🤖 AI Summary
This work addresses the challenge of identifying robust predictors when distribution shifts arise from latent confounders and proxy variables violate the completeness assumption. To characterize the set of indistinguishable confounding structures under imperfect proxies, the authors introduce Latent Equivalence Classes (LECs). They establish a weaker cross-domain mixture weight rank condition that enables point identification of the robust predictor. Furthermore, they propose a novel Proximal Quasi-Bayesian Active Learning framework (PQAL) to efficiently select the minimal number of source domains necessary to satisfy the identification condition. Experiments on synthetic and semi-synthetic dSprites datasets demonstrate that the proposed method accurately recovers robust predictors and significantly outperforms baseline approaches across various distribution shifts.
📝 Abstract
Addressing the domain adaptation problem becomes more challenging when distribution shifts across domains stem from latent confounders that affect both covariates and outcomes. Existing proxy-based approaches that address latent shift rely on a strong completeness assumption to uniquely determine (point-identify) a robust predictor. Completeness requires that proxies have sufficient information about variations in latent confounders. For imperfect proxies the mapping from confounders to the space of proxy distributions is non-injective, and multiple latent confounder values can generate the same proxy distribution. This breaks the completeness assumption and observed data are consistent with multiple potential predictors (set-identified). To address this, we introduce latent equivalent classes (LECs). LECs are defined as groups of latent confounders that induce the same conditional proxy distribution.

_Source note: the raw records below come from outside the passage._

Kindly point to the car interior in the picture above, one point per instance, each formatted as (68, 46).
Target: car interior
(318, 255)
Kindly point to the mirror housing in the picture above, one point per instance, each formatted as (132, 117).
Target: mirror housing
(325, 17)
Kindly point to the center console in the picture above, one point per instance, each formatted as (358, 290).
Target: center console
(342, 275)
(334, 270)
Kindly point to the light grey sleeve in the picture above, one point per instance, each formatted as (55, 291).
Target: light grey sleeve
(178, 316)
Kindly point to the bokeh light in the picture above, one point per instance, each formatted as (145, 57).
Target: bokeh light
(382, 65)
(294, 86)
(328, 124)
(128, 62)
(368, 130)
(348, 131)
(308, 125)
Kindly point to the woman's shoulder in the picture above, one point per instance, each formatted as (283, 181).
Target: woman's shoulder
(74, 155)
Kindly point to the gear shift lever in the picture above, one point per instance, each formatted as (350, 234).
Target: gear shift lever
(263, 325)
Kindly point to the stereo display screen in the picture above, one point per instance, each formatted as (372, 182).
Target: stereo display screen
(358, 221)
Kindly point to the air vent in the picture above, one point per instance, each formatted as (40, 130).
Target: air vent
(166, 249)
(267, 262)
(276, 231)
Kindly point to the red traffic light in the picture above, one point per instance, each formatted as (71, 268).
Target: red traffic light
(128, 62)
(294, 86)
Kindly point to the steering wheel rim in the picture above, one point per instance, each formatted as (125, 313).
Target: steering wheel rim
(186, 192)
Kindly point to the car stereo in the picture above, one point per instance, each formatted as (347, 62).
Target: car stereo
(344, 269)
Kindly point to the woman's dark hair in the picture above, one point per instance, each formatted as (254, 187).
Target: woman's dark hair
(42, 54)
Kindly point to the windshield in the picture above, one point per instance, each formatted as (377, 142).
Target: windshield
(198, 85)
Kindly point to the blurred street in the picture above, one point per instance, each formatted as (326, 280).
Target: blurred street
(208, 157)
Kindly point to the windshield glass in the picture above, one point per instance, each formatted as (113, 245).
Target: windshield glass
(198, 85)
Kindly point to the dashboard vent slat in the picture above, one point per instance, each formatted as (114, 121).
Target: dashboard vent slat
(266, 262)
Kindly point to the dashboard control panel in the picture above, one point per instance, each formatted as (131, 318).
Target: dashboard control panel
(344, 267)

We show that point-identification for the robust predictor remains achievable as long as multiple domains differ sufficiently in how they mix proxy-induced LECs to form the robust predictor. This domain diversity condition is formalized as a cross-domain rank condition on the mixture weights, which is substantially weaker assumption than completeness. We introduce the Proximal Quasi-Bayesian Active learning (PQAL) framework, which actively queries a minimal set of diverse domains that satisfy this rank condition. PQAL can efficiently recover the point-identified predictor, demonstrates robustness to varying degrees of shift and outperforms previous methods on synthetic data and semi-synthetic dSprites dataset.